So, according to moral guidance column in The Times, fair trade for coffee is roughly equivalent to a soccer club sending flowers to its players’ wives.
Um.
I don’t really have anything to say to that.
(I’d link to the article but it’ll be removed from view in a week and I can’t figure out a direct link anyway, so the full text is behind the cut.)
Modern Morals column, The Times, March 22 2005, by Joe Joseph
NOW THAT fairly traded tea and coffee are widely available to buy as well as to drink in cafes is it ever ethical to purchase these commodities from a source lacking fair trade accreditation?
As long as the commodity you are buying – whether it be coffee, tea, a shirt, singing lessons for Britney Spears – is not the product of any criminal activity, you are under no ethical obligation to prefer fairly traded tea and coffee over any other tea or coffee (just as you are under no ethical obligation to buy a wobbly table from a bad carpenter merely because he is, say, a volunteer lifeboatman); though it may well make you feel more virtuous to do so.
A coffee trader’s duty, in return for your custom, is to provide coffee that may have many worthy attributes – such as being strong, finely-ground, foil-packed for freshness, and so on – but these need not include being virtuously produced; just as when you watch Chelsea play football, the team’s chief duty to the spectators is to serve them skilful entertainment.
If a soccer club pays its players well, or regularly sends their wives flowers, that needn’t make a spectator feel any more virtuous for supporting the team. The reward for the soccer club, as for the coffee trader, is seeing its paternalistic care translated into better football, or better coffee. Packs of fair-trade tea and coffee woo buyers by pointing out how, in return for being paid generously, growers provide them with the finest, tastiest leaves and beans from their crops.
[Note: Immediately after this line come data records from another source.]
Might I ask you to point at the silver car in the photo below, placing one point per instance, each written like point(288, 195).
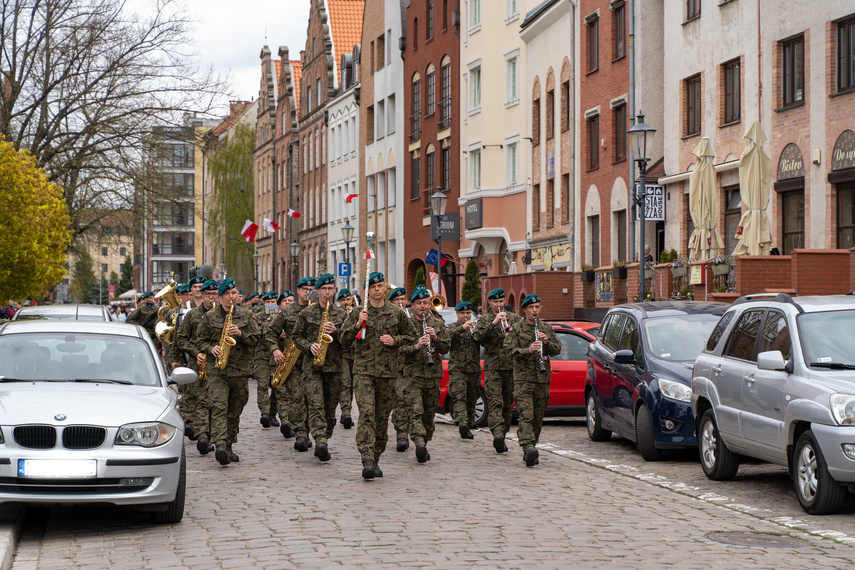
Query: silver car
point(776, 382)
point(87, 416)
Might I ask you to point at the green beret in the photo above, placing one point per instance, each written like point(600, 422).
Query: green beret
point(226, 285)
point(397, 292)
point(420, 293)
point(325, 279)
point(529, 299)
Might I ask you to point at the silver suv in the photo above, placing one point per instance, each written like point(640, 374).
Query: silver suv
point(776, 382)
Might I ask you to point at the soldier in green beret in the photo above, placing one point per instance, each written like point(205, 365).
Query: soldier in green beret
point(531, 344)
point(375, 367)
point(227, 388)
point(490, 332)
point(423, 370)
point(464, 369)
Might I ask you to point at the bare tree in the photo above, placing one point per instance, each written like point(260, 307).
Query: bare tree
point(85, 82)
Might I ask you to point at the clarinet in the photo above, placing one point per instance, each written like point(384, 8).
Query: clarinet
point(537, 330)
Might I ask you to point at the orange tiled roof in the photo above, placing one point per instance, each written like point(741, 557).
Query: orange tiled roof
point(346, 26)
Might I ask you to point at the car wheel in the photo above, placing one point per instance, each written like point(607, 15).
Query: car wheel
point(818, 492)
point(595, 429)
point(175, 510)
point(718, 462)
point(644, 435)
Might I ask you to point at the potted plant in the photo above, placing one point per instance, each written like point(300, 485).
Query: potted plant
point(587, 274)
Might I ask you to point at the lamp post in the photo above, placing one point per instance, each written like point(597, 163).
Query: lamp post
point(295, 251)
point(438, 203)
point(638, 136)
point(347, 233)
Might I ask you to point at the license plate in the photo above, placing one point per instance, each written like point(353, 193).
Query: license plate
point(57, 468)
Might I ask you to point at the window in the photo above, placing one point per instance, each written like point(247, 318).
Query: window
point(794, 220)
point(846, 55)
point(793, 72)
point(693, 105)
point(594, 142)
point(511, 86)
point(731, 92)
point(619, 17)
point(593, 44)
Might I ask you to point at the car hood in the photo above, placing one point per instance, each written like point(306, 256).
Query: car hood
point(109, 405)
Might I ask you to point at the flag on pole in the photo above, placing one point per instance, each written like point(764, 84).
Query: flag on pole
point(249, 230)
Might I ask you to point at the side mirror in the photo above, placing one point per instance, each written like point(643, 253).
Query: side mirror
point(771, 360)
point(182, 375)
point(624, 357)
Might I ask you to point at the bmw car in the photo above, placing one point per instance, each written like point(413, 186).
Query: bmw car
point(87, 415)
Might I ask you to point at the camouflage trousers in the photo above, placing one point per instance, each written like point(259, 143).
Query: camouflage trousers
point(464, 389)
point(228, 396)
point(374, 399)
point(401, 409)
point(531, 399)
point(323, 390)
point(499, 388)
point(423, 398)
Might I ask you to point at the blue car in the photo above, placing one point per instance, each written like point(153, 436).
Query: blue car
point(639, 381)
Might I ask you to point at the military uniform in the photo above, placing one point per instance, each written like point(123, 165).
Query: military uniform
point(531, 386)
point(227, 389)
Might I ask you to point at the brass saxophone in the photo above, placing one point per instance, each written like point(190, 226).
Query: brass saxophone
point(323, 340)
point(226, 342)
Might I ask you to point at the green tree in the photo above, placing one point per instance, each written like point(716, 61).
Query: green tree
point(34, 221)
point(472, 284)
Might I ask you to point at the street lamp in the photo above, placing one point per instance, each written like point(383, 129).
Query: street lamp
point(638, 135)
point(295, 251)
point(438, 203)
point(347, 233)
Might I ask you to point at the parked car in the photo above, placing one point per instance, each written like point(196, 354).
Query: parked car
point(566, 390)
point(66, 312)
point(776, 381)
point(639, 373)
point(87, 416)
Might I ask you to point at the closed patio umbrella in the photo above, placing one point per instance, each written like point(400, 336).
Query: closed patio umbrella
point(755, 176)
point(703, 204)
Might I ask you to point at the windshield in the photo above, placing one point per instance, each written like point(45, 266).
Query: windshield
point(62, 357)
point(827, 337)
point(678, 338)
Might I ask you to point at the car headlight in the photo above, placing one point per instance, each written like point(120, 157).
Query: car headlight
point(151, 434)
point(675, 390)
point(843, 408)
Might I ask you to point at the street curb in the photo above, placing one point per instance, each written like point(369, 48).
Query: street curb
point(11, 520)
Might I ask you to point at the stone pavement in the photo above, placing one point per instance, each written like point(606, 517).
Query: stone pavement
point(467, 507)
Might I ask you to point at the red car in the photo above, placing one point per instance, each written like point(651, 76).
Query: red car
point(569, 369)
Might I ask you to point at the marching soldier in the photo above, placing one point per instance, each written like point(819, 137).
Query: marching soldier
point(464, 369)
point(401, 409)
point(423, 370)
point(375, 362)
point(321, 383)
point(531, 347)
point(290, 398)
point(227, 387)
point(196, 395)
point(490, 332)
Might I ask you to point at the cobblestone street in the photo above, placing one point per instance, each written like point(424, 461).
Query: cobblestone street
point(466, 507)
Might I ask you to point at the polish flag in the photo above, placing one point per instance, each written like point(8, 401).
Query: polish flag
point(249, 230)
point(270, 225)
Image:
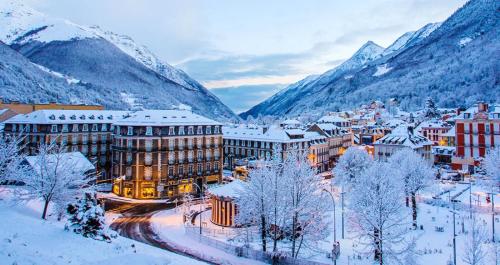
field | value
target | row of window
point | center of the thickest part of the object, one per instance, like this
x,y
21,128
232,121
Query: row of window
x,y
177,171
171,130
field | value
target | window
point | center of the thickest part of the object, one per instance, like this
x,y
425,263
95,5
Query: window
x,y
149,130
148,159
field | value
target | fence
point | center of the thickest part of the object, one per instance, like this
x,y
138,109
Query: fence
x,y
241,251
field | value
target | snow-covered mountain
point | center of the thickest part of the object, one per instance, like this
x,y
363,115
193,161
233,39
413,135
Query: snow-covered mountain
x,y
109,64
454,62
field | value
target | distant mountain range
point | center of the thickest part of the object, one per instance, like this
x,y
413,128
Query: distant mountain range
x,y
57,60
455,62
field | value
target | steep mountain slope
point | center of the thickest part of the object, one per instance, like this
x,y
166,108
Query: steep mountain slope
x,y
122,74
456,64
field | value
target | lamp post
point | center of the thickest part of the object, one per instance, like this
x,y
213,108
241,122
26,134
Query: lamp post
x,y
203,200
334,222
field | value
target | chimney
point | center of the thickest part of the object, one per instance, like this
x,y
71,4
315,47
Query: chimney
x,y
410,130
482,107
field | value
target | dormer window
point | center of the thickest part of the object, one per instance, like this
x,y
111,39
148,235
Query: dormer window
x,y
149,130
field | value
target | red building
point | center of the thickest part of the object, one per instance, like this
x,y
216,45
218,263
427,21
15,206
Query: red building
x,y
477,130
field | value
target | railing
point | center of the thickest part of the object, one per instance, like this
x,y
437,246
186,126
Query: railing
x,y
241,251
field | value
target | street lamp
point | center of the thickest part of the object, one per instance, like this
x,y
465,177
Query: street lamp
x,y
334,223
203,200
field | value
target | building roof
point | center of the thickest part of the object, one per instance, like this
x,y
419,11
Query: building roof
x,y
164,117
76,160
68,116
232,189
273,134
404,136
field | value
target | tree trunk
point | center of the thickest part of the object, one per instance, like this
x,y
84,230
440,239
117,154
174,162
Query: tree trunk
x,y
263,232
45,207
414,206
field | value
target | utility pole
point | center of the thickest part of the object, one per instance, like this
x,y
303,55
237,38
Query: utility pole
x,y
454,237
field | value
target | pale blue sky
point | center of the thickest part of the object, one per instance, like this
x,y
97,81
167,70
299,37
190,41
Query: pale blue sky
x,y
230,43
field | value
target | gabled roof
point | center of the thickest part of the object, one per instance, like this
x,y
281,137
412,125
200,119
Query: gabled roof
x,y
68,116
164,117
76,160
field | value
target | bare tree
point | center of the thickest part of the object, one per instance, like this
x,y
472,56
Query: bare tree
x,y
10,157
474,251
416,174
56,176
377,214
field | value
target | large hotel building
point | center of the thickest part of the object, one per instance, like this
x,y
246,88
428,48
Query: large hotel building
x,y
147,154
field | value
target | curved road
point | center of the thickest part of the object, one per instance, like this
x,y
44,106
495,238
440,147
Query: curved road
x,y
135,223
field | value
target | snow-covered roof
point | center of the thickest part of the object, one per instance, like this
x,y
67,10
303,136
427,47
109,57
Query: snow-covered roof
x,y
165,117
68,116
76,160
273,134
493,112
403,136
232,189
331,119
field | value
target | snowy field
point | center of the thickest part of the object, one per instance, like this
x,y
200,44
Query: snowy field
x,y
434,242
27,239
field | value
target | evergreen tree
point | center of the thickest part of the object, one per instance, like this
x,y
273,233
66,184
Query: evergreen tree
x,y
86,217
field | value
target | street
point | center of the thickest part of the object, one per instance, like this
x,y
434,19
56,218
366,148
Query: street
x,y
135,223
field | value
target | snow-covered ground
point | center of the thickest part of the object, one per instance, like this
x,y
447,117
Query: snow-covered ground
x,y
27,239
433,246
170,227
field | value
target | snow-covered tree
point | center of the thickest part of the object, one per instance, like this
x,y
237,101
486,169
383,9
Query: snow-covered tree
x,y
55,177
253,202
350,166
86,217
377,214
10,157
430,110
475,249
491,165
306,203
416,174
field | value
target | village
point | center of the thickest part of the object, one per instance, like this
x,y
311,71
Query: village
x,y
270,190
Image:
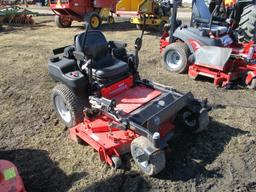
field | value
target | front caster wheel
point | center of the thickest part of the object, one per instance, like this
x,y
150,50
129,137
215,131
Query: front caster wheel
x,y
252,84
68,106
152,164
175,57
117,162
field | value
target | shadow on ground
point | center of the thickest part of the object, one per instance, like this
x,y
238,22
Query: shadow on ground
x,y
189,154
39,172
131,182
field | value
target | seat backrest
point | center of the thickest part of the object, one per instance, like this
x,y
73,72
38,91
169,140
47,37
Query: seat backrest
x,y
92,43
200,10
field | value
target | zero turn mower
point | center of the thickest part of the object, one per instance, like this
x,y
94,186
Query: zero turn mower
x,y
105,103
209,50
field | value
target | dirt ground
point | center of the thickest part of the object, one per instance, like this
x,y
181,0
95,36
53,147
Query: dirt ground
x,y
221,159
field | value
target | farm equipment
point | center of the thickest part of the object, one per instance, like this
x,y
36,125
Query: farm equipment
x,y
209,51
150,12
16,15
10,179
92,12
105,103
242,14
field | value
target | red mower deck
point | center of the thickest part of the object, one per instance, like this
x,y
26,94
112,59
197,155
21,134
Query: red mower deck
x,y
105,139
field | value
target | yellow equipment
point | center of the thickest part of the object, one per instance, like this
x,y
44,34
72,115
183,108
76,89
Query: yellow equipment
x,y
142,9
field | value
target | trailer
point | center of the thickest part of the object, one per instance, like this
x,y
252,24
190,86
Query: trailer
x,y
150,12
92,12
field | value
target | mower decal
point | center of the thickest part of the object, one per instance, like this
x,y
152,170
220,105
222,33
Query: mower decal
x,y
193,44
94,137
9,174
251,75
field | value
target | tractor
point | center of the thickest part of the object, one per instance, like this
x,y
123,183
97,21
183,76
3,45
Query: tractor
x,y
209,48
242,13
106,104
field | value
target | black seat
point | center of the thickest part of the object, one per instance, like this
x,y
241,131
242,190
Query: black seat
x,y
95,46
201,15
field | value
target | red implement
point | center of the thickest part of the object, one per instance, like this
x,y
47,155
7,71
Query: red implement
x,y
10,180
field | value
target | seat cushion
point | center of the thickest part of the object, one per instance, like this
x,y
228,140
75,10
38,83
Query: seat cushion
x,y
217,29
109,67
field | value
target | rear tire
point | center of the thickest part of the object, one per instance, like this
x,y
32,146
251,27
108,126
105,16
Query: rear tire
x,y
111,20
175,57
247,24
62,22
252,85
67,105
157,160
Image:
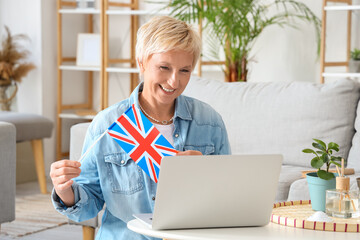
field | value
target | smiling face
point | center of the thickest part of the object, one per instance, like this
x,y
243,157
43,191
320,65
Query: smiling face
x,y
165,76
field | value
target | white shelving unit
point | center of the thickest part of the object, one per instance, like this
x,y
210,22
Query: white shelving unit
x,y
346,5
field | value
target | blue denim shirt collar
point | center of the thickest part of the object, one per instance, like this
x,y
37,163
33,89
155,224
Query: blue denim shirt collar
x,y
181,105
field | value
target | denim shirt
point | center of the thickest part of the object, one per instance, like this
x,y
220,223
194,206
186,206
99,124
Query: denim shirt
x,y
109,175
So while your purchase of such tea and coffee might appear to have an indirect moral bonus, it is economics – not ethics – that orchestrates such an outcome.
While I agree with you in general I think you could make a good case for the opposite, that there is an obligation on buying fair trade items.
You example of the table from the lifeboatman is not a good one because the lifeboatman lives and competes within the sqame society and so has the same baseline. The soccer club uis a bad example as well, for the same reason.
However having seen a tea plantation and the women with massive sacks of tea on their heads who get paid almost nothing, even by indian standards, to pick it it, I’d say that you’re assuming a level playing field where it’s exactly the opposite, it’s grossly uneven.
No coffee or tea are grown in the UK. Most of the crops are grown in third world countries where people are exploited to grow them. I would say that you should by fair trade items because then the manufacturer is making an effort to move away from exploitation and, after all your ranting on such things, I’d think you’d feel obliged to help them.
You talked about changing the culture of the world to a more liberal, equal culture and I said it might be possible in the west but not here. Well, if you aren’t going to support the meagre attempts that *are* made to change it here, then you’ll *never* see that change here.
Hmmm…maybe I have just argued myself into thinking I should buy fair trade items…
Matt – you have missed ~m’s understated point. There is NO correlation between flowers for soccer wives and fair trade coffee. None.
The article is vapid piece of media and I’m sure ~m agrees with both you and me, that fair trade coffee is morally right. How fair trade coffee ever got framed in a non-cynical morality battle with the excesses of huge business sport, I’ll never know!
I know I should buy fair trade, but the coffee is pretty crap, so I don’t. I do however buy organic beans when ever I can which generally has more financial recompence to the grower. Hmmm.
Chuck’s right – I’ve quoted the article, which I think is absurd. Shoulda made it clearer.
Siobhann, yeah, I think there are genuine issues to think about with fair trade. What if the quality sucks? How much effort to get it before it becomes too much effort? Etc. Pity this modern moralist doesn’t address any of that.
My mind is still boggled.
I also just noticed I misspelled your name in the Ani entry. D’oh.
Yeah – see I missed the point. Though there is the issue of should we pay mopre for worse quality simply because it benefits some poor farmer in the Andes, or the Nilgiris?